Custodia, formerly known as Avanti, was one of the first Special Purpose Depository Institutions (SPDIs), also known as “blockchain banks,” made under a Wyoming regulatory framework.

The bank was founded by Caitlin Long, an early advocate of Bitcoin (BTC) who established the institution in 2020 to provide accounts for crypto companies and serve as a bridge for them to the U.S. dollar payment system.

Custodia submitted an application for a Federal Reserve master account 19 months ago in October 2020. The account would allow Custodia to access the Federal Reserve payment systems without using a third-party bank.

Nathan Miller, a spokesperson for Custodia Bank, told Cointelegraph:

“Through this lawsuit, Custodia seeks to ensure that its Federal Reserve master account application receives the fair dealing and due process guaranteed to it by both federal statute and the U.S. Constitution. Custodia has satisfied every rule applicable to it, and has gone beyond by applying to become a Fed member bank.”

The suit claims the Federal Reserve violated a United Stated Code, which outlines a one-year deadline for processing the application, and says that it even states on the master account application that a decision takes five to seven business days.

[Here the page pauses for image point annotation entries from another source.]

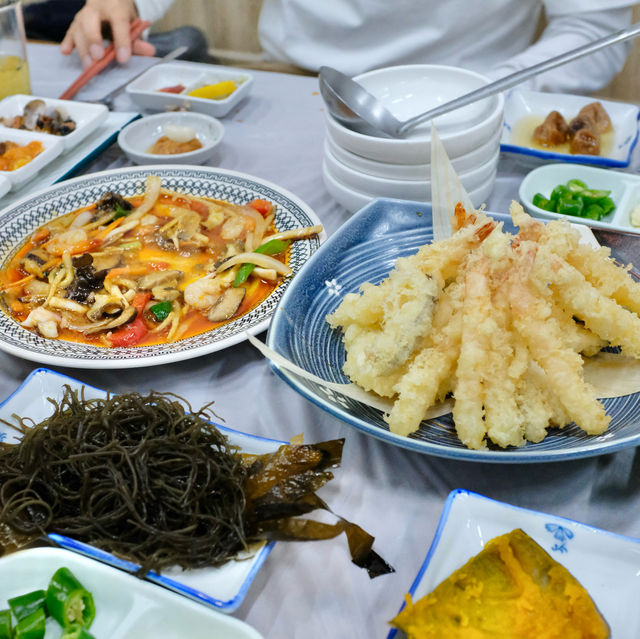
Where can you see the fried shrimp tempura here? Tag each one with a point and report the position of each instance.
(502, 322)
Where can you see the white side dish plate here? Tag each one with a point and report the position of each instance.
(223, 588)
(520, 104)
(87, 116)
(126, 607)
(624, 187)
(604, 563)
(145, 90)
(52, 148)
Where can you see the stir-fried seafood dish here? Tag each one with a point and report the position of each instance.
(583, 132)
(37, 116)
(500, 321)
(146, 269)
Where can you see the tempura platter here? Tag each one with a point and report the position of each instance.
(365, 250)
(22, 218)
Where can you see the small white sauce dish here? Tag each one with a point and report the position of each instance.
(145, 90)
(126, 606)
(136, 138)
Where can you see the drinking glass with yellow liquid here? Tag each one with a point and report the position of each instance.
(14, 67)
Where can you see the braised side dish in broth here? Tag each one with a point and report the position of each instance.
(512, 588)
(146, 270)
(582, 134)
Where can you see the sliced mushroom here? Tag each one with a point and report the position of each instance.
(226, 305)
(104, 305)
(160, 278)
(127, 315)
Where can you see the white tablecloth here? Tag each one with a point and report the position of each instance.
(312, 591)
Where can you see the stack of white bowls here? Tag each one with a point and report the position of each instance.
(358, 168)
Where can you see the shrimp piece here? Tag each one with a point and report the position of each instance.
(66, 241)
(532, 318)
(45, 321)
(203, 293)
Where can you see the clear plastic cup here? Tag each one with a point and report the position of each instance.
(14, 66)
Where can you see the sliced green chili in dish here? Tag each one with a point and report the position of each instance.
(32, 626)
(6, 626)
(24, 605)
(68, 601)
(577, 199)
(272, 247)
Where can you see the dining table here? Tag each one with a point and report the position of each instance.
(311, 590)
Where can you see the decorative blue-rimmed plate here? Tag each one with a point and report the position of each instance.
(19, 220)
(521, 105)
(364, 250)
(224, 587)
(604, 563)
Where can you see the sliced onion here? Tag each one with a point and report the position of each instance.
(265, 261)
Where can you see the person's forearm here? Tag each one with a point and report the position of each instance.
(585, 75)
(152, 10)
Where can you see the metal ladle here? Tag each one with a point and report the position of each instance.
(354, 107)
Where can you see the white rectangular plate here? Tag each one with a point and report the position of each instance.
(145, 89)
(624, 187)
(520, 104)
(125, 606)
(606, 564)
(223, 588)
(87, 116)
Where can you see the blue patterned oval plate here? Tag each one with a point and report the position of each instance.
(365, 249)
(23, 217)
(606, 564)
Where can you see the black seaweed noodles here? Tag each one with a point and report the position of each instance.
(138, 476)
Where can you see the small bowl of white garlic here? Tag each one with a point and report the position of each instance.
(180, 137)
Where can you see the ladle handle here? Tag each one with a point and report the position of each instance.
(524, 74)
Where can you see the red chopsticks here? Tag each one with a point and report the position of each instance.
(137, 27)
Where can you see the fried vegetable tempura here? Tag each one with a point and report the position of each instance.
(500, 322)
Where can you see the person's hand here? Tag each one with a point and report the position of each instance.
(85, 32)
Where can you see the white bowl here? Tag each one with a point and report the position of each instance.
(145, 90)
(353, 200)
(410, 90)
(138, 136)
(406, 189)
(411, 171)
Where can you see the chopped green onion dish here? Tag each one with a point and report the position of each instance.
(577, 199)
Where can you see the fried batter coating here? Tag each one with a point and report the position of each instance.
(500, 321)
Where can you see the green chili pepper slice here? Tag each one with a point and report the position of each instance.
(32, 626)
(272, 247)
(161, 310)
(76, 631)
(5, 624)
(68, 601)
(24, 605)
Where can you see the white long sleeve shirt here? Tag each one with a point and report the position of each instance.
(492, 37)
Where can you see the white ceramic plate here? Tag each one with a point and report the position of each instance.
(136, 138)
(521, 104)
(606, 564)
(52, 148)
(145, 89)
(354, 199)
(23, 217)
(223, 588)
(624, 187)
(87, 116)
(125, 606)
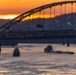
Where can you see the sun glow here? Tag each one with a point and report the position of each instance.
(8, 16)
(11, 16)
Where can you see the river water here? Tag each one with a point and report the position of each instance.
(33, 60)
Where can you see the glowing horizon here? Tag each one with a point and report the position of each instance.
(12, 16)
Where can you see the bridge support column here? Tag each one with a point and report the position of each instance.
(0, 47)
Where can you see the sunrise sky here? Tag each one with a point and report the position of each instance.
(12, 8)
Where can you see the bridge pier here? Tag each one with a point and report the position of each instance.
(0, 47)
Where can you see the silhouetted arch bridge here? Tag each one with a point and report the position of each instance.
(61, 26)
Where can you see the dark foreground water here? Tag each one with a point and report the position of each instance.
(34, 61)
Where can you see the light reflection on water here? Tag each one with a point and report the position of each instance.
(34, 61)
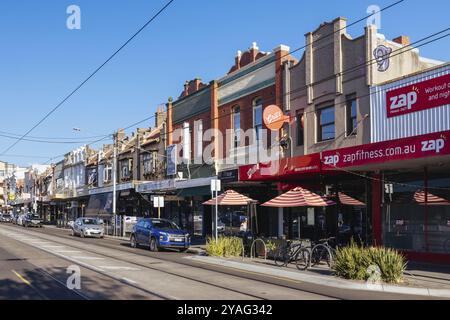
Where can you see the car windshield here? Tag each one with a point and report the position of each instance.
(164, 224)
(91, 221)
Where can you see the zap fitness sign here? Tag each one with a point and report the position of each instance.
(419, 96)
(429, 145)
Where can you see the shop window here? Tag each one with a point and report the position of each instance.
(199, 138)
(237, 126)
(257, 118)
(107, 173)
(325, 124)
(186, 142)
(149, 162)
(351, 115)
(300, 128)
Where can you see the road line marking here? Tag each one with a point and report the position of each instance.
(130, 281)
(52, 247)
(119, 268)
(21, 277)
(67, 251)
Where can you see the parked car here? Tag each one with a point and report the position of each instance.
(20, 219)
(88, 227)
(159, 233)
(32, 220)
(5, 217)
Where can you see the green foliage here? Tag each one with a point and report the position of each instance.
(224, 247)
(354, 263)
(271, 246)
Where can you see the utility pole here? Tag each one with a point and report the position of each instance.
(114, 172)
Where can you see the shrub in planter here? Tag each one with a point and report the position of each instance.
(354, 263)
(391, 263)
(224, 247)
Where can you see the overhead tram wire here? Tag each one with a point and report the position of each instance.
(145, 25)
(372, 61)
(88, 78)
(402, 50)
(295, 50)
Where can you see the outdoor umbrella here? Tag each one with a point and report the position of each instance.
(349, 201)
(299, 197)
(419, 197)
(230, 198)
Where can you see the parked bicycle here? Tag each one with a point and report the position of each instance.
(322, 251)
(293, 253)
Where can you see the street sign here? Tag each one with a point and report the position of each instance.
(389, 188)
(172, 160)
(216, 185)
(158, 202)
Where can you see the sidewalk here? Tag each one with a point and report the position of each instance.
(420, 283)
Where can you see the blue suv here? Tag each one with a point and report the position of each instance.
(159, 233)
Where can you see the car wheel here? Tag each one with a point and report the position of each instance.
(133, 242)
(153, 245)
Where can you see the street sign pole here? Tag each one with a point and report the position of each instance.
(216, 186)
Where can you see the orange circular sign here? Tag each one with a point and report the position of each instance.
(274, 117)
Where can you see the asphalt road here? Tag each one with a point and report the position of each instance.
(35, 262)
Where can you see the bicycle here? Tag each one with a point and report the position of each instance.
(293, 253)
(322, 251)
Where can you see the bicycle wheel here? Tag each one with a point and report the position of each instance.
(321, 253)
(302, 259)
(282, 258)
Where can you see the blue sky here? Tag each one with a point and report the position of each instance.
(42, 61)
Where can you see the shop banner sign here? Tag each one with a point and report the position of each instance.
(434, 144)
(419, 96)
(280, 168)
(172, 160)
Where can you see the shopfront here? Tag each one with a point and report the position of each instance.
(410, 191)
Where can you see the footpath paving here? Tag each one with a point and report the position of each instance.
(431, 282)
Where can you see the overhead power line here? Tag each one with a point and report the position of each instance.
(88, 78)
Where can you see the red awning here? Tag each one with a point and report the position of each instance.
(347, 200)
(299, 197)
(419, 197)
(229, 198)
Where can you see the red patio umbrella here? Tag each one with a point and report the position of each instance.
(230, 198)
(419, 197)
(349, 201)
(299, 197)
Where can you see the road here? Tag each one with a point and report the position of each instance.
(37, 263)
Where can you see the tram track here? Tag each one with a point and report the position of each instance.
(39, 234)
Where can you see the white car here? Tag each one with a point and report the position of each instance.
(20, 219)
(88, 227)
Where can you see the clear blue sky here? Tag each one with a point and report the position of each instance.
(42, 61)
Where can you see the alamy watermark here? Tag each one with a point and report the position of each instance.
(73, 21)
(375, 16)
(74, 280)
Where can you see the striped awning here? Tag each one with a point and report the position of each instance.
(419, 197)
(299, 197)
(349, 201)
(229, 198)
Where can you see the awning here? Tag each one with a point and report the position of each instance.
(230, 198)
(419, 197)
(100, 204)
(299, 197)
(349, 201)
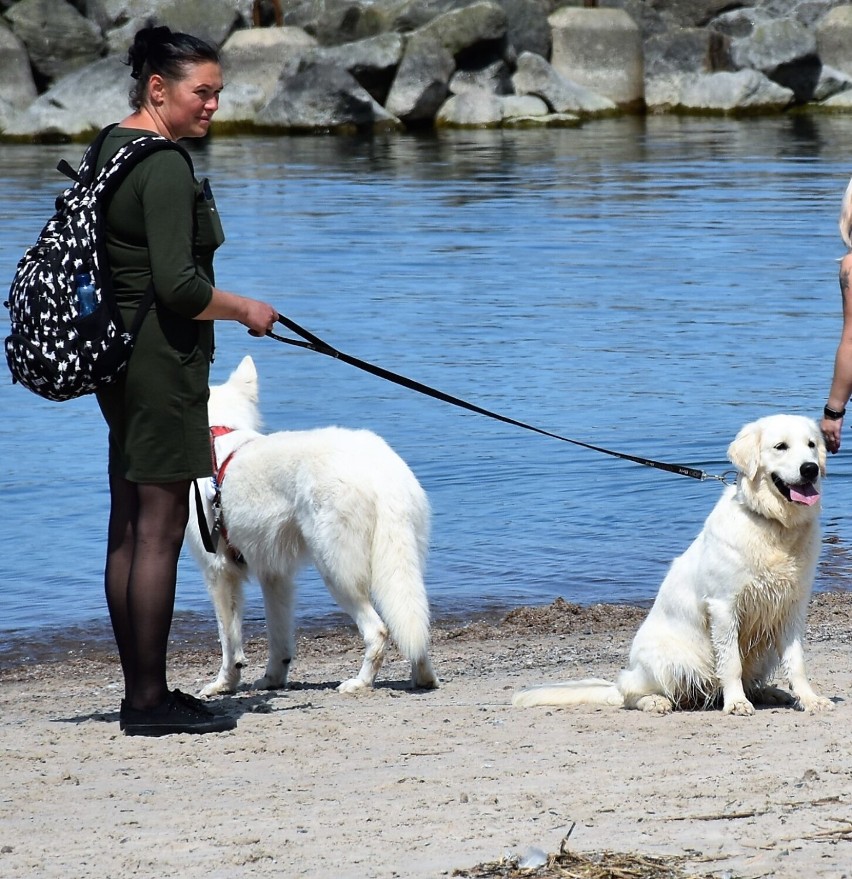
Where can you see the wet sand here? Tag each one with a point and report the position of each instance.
(401, 783)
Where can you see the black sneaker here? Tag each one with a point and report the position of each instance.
(180, 713)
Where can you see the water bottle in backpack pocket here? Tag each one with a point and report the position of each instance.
(67, 336)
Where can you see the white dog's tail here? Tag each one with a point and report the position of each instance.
(593, 691)
(400, 546)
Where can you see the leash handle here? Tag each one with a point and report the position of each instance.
(314, 343)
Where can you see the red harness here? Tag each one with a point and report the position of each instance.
(218, 478)
(219, 472)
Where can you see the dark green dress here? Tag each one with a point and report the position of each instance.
(162, 225)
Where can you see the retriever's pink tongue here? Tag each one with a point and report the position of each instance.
(804, 494)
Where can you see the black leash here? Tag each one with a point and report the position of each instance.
(314, 343)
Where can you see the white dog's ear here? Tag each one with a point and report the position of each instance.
(245, 376)
(744, 451)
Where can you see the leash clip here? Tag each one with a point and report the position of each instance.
(729, 477)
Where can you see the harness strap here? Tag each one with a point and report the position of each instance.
(209, 538)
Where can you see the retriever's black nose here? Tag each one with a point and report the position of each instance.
(809, 471)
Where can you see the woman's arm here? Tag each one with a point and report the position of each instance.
(258, 316)
(841, 383)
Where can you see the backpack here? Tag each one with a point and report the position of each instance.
(54, 349)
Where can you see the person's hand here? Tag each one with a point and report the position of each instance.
(260, 317)
(831, 429)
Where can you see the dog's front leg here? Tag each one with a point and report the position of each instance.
(224, 581)
(793, 663)
(724, 631)
(279, 604)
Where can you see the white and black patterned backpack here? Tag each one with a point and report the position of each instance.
(53, 349)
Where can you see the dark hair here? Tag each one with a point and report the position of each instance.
(164, 52)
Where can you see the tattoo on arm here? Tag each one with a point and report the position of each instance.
(845, 280)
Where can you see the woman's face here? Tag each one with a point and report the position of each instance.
(188, 104)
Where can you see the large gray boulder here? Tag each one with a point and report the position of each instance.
(17, 87)
(744, 92)
(495, 78)
(211, 20)
(253, 61)
(57, 37)
(600, 49)
(372, 61)
(785, 51)
(475, 108)
(528, 28)
(687, 50)
(422, 81)
(535, 76)
(692, 13)
(483, 109)
(739, 22)
(332, 22)
(322, 97)
(834, 39)
(464, 31)
(78, 105)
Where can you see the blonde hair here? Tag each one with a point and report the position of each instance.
(845, 221)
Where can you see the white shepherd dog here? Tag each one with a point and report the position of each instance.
(341, 499)
(733, 606)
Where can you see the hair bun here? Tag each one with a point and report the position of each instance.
(145, 43)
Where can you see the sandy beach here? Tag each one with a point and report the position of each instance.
(397, 783)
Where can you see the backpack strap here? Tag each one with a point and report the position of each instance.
(86, 172)
(105, 183)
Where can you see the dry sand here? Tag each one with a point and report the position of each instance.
(395, 783)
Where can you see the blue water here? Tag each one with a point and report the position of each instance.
(643, 285)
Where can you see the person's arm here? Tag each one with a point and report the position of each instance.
(841, 383)
(258, 316)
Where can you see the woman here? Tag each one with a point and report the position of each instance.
(162, 228)
(841, 383)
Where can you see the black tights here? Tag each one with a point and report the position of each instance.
(146, 529)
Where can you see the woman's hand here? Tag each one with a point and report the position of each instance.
(831, 429)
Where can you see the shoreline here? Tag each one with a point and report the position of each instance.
(420, 784)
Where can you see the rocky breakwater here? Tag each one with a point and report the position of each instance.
(365, 65)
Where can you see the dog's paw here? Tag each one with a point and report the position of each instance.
(816, 704)
(218, 688)
(654, 704)
(353, 685)
(740, 708)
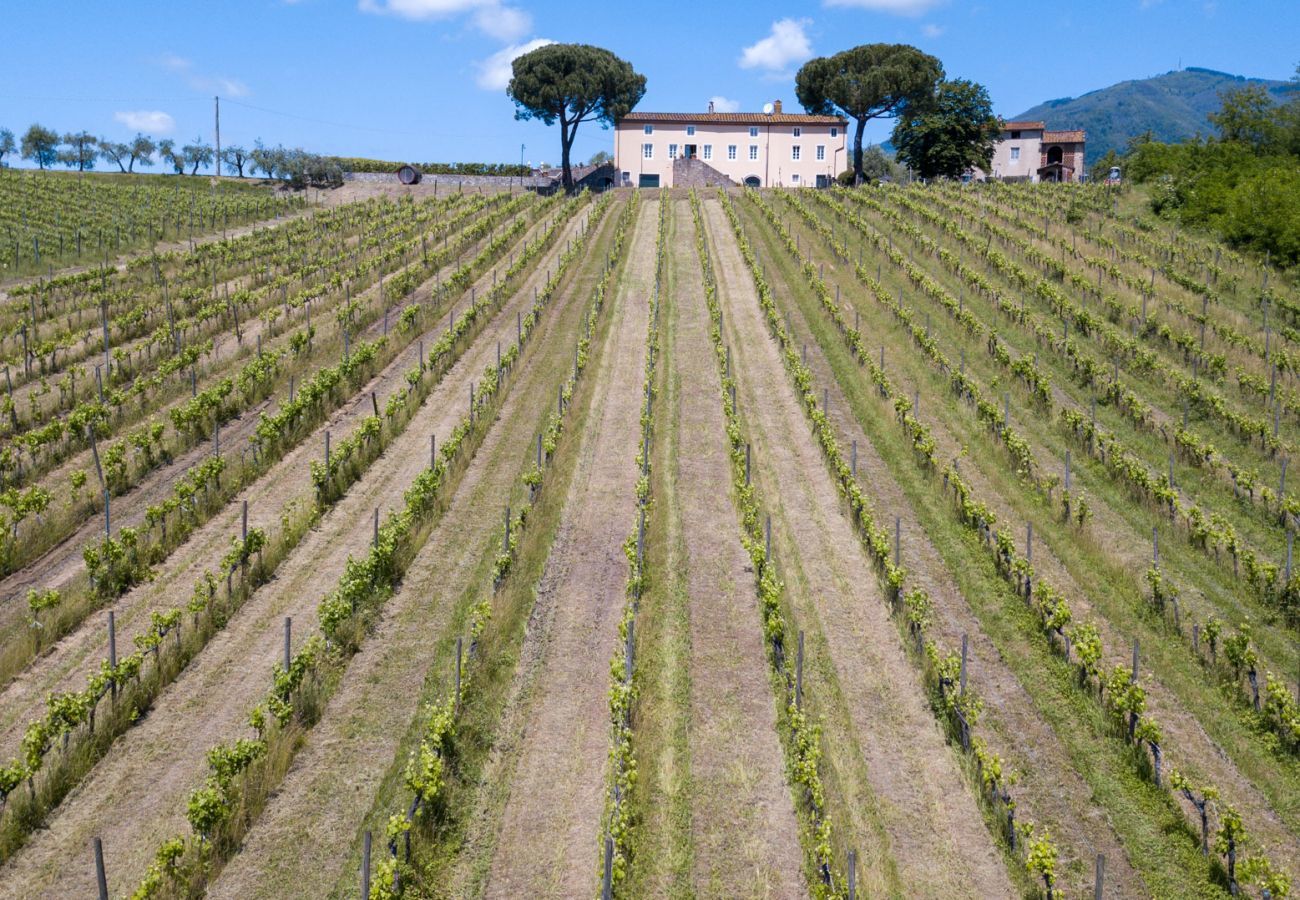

The Fed’s Kansas City bank was ready to approve the account before the Federal Reserve Board asserted control over the process in spring 2021, thereby “derailing” the application, Custodia says.

Custodia states that the “black-box bureaucratic process” meant it had exhausted “all options short of litigation” and sought to compel the Federal Reserve and its Kansas City bank to approve its master account within 30 days.

Custodia plans to provide final settlement for U.S. dollar payments in digital asset transactions, along with providing digital asset custodial services. A key part of its service is to clear payments for its customers directly with the Fed, which it says will reduce costs, counterparty credit risk and delays in settlement.

The delay has postponed Custodia’s full entry to the market and forced the bank to partner with another bank that already has a master account. It says this is a “makeshift solution” that is “second best and far more expensive”.

Related: Fed governor explains who needs crypto regulation and why demand for it is growing

If Custodia wins the suit or is granted a Fed master account, it will be the first digital asset bank in the country to secure one.

In December 2021, the Republican senator for Wyoming Cynthia Lummis claimed the Fed was "violating the law" with its unfair treatment of SPDIs like Custodia through delaying applications to receive master accounts.

SPDIs were created from a Wyoming regulatory framework for cryptocurrency custody introduced in late 2019 to serve businesses unable to secure Federal Deposit Insurance Corporation (FDIC) banking services due to their dealings with cryptocurrency.